In composition this species is a silicate of calcium and aluminium, with some ferric oxide in place of alumina, corresponding to the complex formula, Ca₂(Al,Fe)₂[(Al,Fe)OH](SiO₄)₃. It occurs in monoclinic, prismatic crystals richly endowed with natural faces. The colour deepens with increase in the percentage amount of iron, and the stones become almost opaque. The double refraction is large in amount, 0·031, biaxial in character, and negative in sign. The dichroism is conspicuous in transparent stones, the twin-tints corresponding to the principal optical directions being green, brown, and yellow. The values of the least and greatest of the refractive indices given by transparent stones are 1·735 and 1·766 respectively; the specific gravity varies from 3·25 to 3·50, and the hardness from 6 to 7 on Mohs’s scale.

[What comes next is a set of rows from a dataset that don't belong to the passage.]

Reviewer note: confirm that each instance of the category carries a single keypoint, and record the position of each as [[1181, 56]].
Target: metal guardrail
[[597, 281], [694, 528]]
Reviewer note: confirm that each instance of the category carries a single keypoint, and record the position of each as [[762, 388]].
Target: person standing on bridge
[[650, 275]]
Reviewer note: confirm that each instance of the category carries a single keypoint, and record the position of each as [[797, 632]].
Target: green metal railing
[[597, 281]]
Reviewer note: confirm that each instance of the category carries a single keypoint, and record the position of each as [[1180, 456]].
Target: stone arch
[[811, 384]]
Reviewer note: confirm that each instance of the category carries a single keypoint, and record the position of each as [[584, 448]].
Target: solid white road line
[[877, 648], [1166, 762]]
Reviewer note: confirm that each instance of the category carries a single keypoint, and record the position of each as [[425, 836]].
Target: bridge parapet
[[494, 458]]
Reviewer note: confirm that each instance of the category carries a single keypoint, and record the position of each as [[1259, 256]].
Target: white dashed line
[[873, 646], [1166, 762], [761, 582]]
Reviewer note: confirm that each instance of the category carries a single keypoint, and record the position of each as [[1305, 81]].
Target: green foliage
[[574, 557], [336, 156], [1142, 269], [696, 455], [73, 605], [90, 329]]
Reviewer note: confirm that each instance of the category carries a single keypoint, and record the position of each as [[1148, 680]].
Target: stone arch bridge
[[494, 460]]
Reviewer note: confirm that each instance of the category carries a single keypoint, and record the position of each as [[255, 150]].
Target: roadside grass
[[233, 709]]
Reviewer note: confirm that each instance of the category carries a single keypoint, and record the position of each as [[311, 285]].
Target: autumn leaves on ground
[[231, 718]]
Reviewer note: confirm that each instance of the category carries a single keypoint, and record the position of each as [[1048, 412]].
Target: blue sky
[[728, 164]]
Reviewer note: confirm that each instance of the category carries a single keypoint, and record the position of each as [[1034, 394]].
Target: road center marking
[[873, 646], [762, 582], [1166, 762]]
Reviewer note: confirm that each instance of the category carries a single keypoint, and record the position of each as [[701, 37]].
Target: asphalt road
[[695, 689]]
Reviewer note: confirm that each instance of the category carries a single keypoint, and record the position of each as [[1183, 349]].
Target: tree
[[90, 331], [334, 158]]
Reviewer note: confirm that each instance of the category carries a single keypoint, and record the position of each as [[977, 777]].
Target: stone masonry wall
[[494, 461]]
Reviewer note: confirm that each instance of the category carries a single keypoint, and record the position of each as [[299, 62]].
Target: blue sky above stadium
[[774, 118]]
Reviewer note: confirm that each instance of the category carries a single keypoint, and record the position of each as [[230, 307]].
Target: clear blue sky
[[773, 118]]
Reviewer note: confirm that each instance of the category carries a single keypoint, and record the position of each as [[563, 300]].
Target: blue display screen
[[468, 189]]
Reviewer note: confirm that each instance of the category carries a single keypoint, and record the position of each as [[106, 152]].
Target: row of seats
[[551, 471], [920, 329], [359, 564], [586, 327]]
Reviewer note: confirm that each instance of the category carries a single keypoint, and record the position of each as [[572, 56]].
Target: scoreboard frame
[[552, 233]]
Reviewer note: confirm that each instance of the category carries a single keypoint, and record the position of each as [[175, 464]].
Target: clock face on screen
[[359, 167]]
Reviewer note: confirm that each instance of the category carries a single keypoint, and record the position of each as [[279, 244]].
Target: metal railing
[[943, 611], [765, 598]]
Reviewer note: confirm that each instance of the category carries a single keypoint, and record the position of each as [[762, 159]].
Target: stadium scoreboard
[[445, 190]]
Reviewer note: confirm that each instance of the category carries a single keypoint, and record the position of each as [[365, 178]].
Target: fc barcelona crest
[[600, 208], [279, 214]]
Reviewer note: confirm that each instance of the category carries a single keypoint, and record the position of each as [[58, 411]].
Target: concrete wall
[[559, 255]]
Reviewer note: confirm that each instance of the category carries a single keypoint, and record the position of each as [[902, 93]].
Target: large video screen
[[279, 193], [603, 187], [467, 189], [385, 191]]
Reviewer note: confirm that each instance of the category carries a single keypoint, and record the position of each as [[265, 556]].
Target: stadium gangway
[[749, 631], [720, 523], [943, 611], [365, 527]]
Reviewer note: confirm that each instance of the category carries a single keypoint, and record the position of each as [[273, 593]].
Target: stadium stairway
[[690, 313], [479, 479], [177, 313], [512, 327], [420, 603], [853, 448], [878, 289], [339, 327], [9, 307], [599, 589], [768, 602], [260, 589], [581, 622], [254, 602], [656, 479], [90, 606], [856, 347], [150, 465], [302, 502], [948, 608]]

Transparent crystals have come from Knappenwand, Untersulzbachtal, Salzburg, Austria; Traversella, Piedmont, Italy; and Arendal, Nedenäs, Norway. Magnificent, but very dark, crystals were discovered about ten years ago on Prince of Wales Island, Alaska.

Sphene

(Titanite)

The clear, green, yellow, or brownish stones provided by this species would be welcomed in jewellery because of their brilliant and almost adamantine lustre, but, unfortunately, they are too soft to withstand much wear, the hardness being only 5½ on Mohs’s scale. In composition sphene is a silico-titanate of calcium corresponding to the formula CaTiSiO₅, and in this respect comes near the recently discovered gem-stone, benitoite. The refractive indices lie outside the range of the refractometer, the values of the least and the greatest of the refractive indices varying from 1·888 and 1·917 to 1·914 and 2·053 respectively. It is to this high refraction that it owes its brilliant lustre. The double refraction, which is biaxial in character and positive in sign, is so large that the apparent doubling of the opposite edges of a cut stone when viewed through one of the faces is obvious to the unaided eye (cf. [p. 41]). Cut stones have additional interest on account of the vivid dichroism displayed, the twin-tints, colourless, yellow, and reddish yellow, corresponding to the three principal optical directions, being in strong contrast. The specific gravity ranges from 3·35 to 3·45. The negative test with the refractometer (cf [p. 26]), the softness, and the large amount of double refraction suffice to distinguish this species from gem-stones of similar appearance.

The name sphene, from σφήν, wedge, alludes to the shape of the natural crystals. The alternative name is obviously due to the fact that the species contains titanium.

Good stones have come from the St. Gothard district, Switzerland.

Axinite

Called axinite from the shape of its crystals—ἀξίνη, axe—this species supplies small, clear, clove-brown, honey-yellow, and violet stones which can be cut for those who care for a stone out of the ordinary. The composition is a boro-silicate of aluminium and calcium, with varying amounts of iron and manganese, corresponding to the formula (Ca,Fe)₃Al₂(B.OH)Si₄O₁₅. Axinite is interesting on account of its strong dichroism, the twin-tints corresponding to the principal optical directions being violet, brown, and green. The double refraction is biaxial in character and negative in sign, the least and greatest of the refractive indices being 1·674 and 1·684; the specific gravity is 3·28, and hardness about 6½ to 7, or rather under that of quartz.

The best examples have been found at St. Cristophe, Bourg d’Oisans, in the Dauphiné, France. Violet axinite is a novelty that has come within recent years from Rosebery, Montagu County, Tasmania.